EEGFormer: Towards Transferable and Interpretable Large-Scale EEG Foundation Model

Yuqi Chen,Kan Ren,Kaitao Song,Yansen Wang,Yifan Wang,Dongsheng Li,Lili Qiu
2024-01-12
Abstract:Self-supervised learning has emerged as a highly effective approach in the fields of natural language processing and computer vision. It is also applicable to brain signals such as electroencephalography (EEG) data, given the abundance of available unlabeled data that exist in a wide spectrum of real-world medical applications ranging from seizure detection to wave analysis. The existing works leveraging self-supervised learning on EEG modeling mainly focus on pretraining upon each individual dataset corresponding to a single downstream task, which cannot leverage the power of abundant data, and they may derive sub-optimal solutions with a lack of generalization. Moreover, these methods rely on end-to-end model learning which is not easy for humans to understand. In this paper, we present a novel EEG foundation model, namely EEGFormer, pretrained on large-scale compound EEG data. The pretrained model cannot only learn universal representations on EEG signals with adaptable performance on various downstream tasks but also provide interpretable outcomes of the useful patterns within the data. To validate the effectiveness of our model, we extensively evaluate it on various downstream tasks and assess the performance under different transfer settings. Furthermore, we demonstrate how the learned model exhibits transferable anomaly detection performance and provides valuable interpretability of the acquired patterns via self-supervised learning.

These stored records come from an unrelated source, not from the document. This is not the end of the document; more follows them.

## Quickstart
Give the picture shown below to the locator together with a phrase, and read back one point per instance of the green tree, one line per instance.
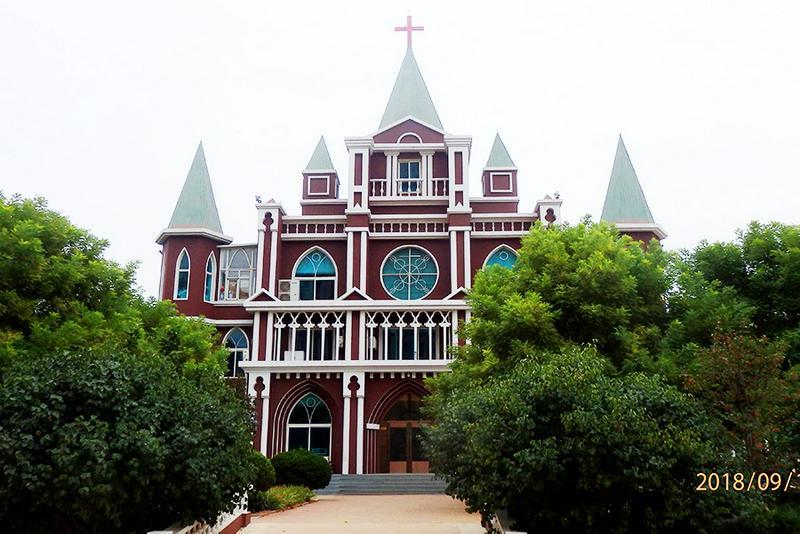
(114, 415)
(755, 282)
(117, 442)
(570, 284)
(740, 381)
(564, 447)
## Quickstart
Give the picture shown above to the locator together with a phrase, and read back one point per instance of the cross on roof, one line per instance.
(408, 28)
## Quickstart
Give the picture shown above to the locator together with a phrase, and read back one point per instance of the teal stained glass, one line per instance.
(208, 295)
(503, 257)
(316, 263)
(409, 273)
(236, 340)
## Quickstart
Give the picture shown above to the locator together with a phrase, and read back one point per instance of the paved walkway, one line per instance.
(362, 514)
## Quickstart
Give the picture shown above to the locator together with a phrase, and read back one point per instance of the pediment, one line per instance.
(409, 130)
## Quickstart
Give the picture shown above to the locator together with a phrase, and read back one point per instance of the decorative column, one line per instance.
(258, 389)
(426, 172)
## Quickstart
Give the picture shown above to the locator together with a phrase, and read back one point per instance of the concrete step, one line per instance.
(384, 484)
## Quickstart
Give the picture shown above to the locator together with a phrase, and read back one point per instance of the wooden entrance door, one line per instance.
(399, 439)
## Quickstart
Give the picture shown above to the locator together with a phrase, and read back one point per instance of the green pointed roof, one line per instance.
(320, 159)
(410, 96)
(625, 201)
(196, 207)
(499, 157)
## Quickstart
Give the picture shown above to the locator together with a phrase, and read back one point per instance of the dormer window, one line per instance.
(238, 273)
(409, 182)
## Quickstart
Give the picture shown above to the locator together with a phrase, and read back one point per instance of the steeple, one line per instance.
(320, 180)
(499, 157)
(625, 204)
(320, 159)
(196, 209)
(410, 97)
(499, 177)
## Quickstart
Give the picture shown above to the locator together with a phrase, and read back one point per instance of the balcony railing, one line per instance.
(300, 336)
(408, 187)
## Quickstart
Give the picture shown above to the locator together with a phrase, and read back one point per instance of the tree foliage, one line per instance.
(102, 442)
(714, 322)
(564, 447)
(113, 412)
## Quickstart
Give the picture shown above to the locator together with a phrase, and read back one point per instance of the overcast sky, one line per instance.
(102, 104)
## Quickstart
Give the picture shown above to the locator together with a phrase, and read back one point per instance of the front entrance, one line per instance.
(399, 438)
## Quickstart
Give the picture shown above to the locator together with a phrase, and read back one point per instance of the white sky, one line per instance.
(102, 104)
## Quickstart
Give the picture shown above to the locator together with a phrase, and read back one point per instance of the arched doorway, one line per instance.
(399, 437)
(309, 426)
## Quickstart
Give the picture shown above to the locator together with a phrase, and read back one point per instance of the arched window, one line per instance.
(238, 348)
(503, 255)
(316, 273)
(237, 273)
(182, 276)
(409, 273)
(310, 426)
(211, 271)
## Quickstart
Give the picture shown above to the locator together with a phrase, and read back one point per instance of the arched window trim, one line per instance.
(426, 251)
(211, 276)
(237, 283)
(335, 276)
(309, 425)
(233, 350)
(178, 271)
(498, 249)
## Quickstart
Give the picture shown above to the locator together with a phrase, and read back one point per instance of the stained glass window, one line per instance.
(236, 343)
(211, 271)
(238, 273)
(409, 273)
(505, 257)
(182, 276)
(317, 276)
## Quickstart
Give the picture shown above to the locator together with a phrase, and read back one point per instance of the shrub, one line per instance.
(564, 447)
(279, 498)
(115, 442)
(300, 467)
(264, 472)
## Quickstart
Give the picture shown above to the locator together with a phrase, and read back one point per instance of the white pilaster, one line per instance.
(350, 265)
(453, 261)
(467, 260)
(256, 336)
(360, 419)
(346, 428)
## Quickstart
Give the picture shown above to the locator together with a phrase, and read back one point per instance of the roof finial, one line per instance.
(408, 28)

Signal Processing,Artificial Intelligence,Machine Learning,Multimedia,Neurons and Cognition
What problem does this paper attempt to address?

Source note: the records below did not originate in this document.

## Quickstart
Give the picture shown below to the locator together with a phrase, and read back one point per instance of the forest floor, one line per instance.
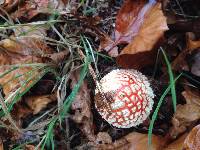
(54, 53)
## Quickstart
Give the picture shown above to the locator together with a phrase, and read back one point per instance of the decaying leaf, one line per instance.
(106, 43)
(30, 9)
(177, 144)
(134, 141)
(37, 103)
(139, 24)
(191, 43)
(18, 51)
(151, 30)
(192, 141)
(1, 145)
(103, 138)
(82, 107)
(129, 20)
(195, 68)
(186, 114)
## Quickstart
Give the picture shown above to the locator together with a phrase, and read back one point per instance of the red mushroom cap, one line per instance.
(125, 98)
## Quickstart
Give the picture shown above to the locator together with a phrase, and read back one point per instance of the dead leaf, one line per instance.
(106, 43)
(195, 68)
(151, 30)
(127, 21)
(192, 44)
(186, 114)
(1, 145)
(134, 141)
(139, 24)
(30, 147)
(37, 103)
(29, 9)
(103, 138)
(137, 61)
(82, 107)
(192, 141)
(177, 144)
(19, 51)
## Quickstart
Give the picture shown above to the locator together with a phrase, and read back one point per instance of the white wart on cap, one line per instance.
(124, 98)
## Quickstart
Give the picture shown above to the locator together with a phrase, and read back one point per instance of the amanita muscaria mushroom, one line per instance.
(124, 98)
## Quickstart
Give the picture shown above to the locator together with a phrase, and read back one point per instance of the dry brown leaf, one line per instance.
(127, 22)
(195, 68)
(151, 30)
(21, 50)
(186, 114)
(177, 144)
(191, 42)
(192, 141)
(104, 138)
(37, 103)
(106, 43)
(134, 141)
(1, 145)
(29, 9)
(82, 107)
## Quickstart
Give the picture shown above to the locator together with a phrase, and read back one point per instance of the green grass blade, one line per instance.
(171, 78)
(154, 116)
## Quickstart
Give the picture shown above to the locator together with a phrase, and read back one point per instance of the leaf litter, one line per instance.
(41, 64)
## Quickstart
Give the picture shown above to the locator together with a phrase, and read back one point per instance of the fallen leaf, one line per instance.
(37, 103)
(139, 24)
(137, 61)
(134, 141)
(127, 21)
(192, 141)
(177, 144)
(19, 51)
(29, 9)
(103, 138)
(106, 43)
(151, 30)
(82, 107)
(195, 67)
(186, 114)
(192, 44)
(1, 145)
(30, 147)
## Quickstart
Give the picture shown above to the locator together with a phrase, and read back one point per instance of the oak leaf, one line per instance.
(151, 30)
(192, 141)
(186, 114)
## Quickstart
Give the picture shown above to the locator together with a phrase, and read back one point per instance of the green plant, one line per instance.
(171, 87)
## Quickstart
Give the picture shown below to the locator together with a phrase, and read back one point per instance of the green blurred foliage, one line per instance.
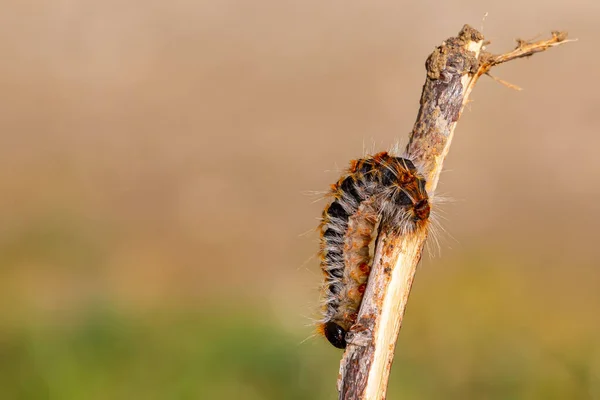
(177, 355)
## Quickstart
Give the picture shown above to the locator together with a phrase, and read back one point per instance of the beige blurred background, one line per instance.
(158, 155)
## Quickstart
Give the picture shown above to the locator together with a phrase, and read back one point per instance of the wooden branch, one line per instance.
(452, 71)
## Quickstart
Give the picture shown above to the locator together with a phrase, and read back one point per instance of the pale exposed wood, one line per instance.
(452, 71)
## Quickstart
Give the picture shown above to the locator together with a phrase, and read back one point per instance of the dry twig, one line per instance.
(452, 71)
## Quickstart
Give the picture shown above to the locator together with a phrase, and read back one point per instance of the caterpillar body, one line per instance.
(379, 190)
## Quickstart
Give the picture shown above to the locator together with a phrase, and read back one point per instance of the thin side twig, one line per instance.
(452, 71)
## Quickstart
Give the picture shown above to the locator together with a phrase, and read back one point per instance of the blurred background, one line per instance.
(156, 236)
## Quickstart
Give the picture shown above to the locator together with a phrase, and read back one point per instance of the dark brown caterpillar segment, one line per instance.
(379, 189)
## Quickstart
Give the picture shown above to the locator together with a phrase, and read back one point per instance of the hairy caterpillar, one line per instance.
(377, 190)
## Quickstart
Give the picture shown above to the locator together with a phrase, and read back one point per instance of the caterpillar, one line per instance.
(379, 190)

The main goal of this paper is to address the following two core issues: 1. **Development of Large-Scale Unsupervised Pretraining Models**: Existing research on using self-supervised learning methods to process electroencephalogram (EEG) data typically pretrains for a single downstream task, failing to fully leverage the advantages of large amounts of unlabeled data. Therefore, this paper proposes a new foundational EEG model, EEGFormer, which is pretrained on large-scale composite EEG data to learn representations that are general and adaptable to various downstream tasks. 2. **Improving Model Interpretability**: Although current end-to-end learning methods are effective, their internal mechanisms are difficult to understand in medical applications, which may lead to unsafe outcomes. EEGFormer introduces a discrete representation learning algorithm, which not only improves the model's generalization ability but also enhances the interpretability of useful patterns in the data. In summary, EEGFormer aims to improve the effectiveness and reliability of EEG signal processing through large-scale unsupervised pretraining and enhanced interpretability methods.